Sin lectura, los refranes representan el tesoro estable de la cultura popular. Sancho dispone de ellos en abundancia y los aplica entusiastamente aunque no siempre de manera oportuna. Conversan:

—Plega a Dios, Sancho, que así sea, porque del dicho al hecho hay un gran trecho.

—Hay lo que hubiere —replicó Sancho—, que al buen pagador no le duelen prendas, y más vale al que Dios ayuda que al que mucho madruga, y tripas llevan pies, que no pies a tripas; quiero decir que si Dios me ayuda y yo hago lo que debo con buena intención, sin duda que gobernaré mejor que un gerifalte. ¡No, sino póngame el dedo en la boca, y verán si aprieto o no!

—¡Maldito seas de Dios y de todos sus santos, Sancho maldito —dijo don Quijote—, y cuándo será el día, como muchas otras veces he dicho, donde yo te vea hablar sin refranes una razón corriente y concertada!” (II, 34).

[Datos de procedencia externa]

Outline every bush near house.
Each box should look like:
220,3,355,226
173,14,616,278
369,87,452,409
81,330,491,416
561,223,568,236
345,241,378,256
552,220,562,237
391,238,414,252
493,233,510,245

En trato con los duques, Sancho aprende no solo las cosas del decir correcto y oportuno, sino que va adquiriendo también un poco de orgullo de sí, el cual le viene del buen trato que recibe allí y de la cortesía que reina entre todos:

“Preguntó la condesa al duque si sería bien recibirla [a la dueña Dolorida], pues era condesa y persona principal.

—Por lo que tiene de condesa— respondió Sancho, antes que el duque respondiese—, bien estoy en que vuestras grandezas salgan a recibirla; pero por lo de dueña, soy de parecer que no se muevan un paso.

—¿Quién te mete a ti en esto, Sancho? —dijo don Quijote.

—¿Quién, señor? —respondió Sancho—. Yo me meto, que puedo meterme, como escudero que ha aprendido los términos de la cortesía en la escuela de vuesa merced, que es el más cortés y bien criado caballero que hay en toda la cortesanía; y en estas cosas, según he oído decir a vuesa merced, tanto se pierde por carta de más como por carta de menos, y al buen entendedor, pocas palabras.

Así es, como Sancho dice —dijo el duque—: veremos el talle de la condesa, y por él tantearemos la cortesía que se le debe” (II, 38).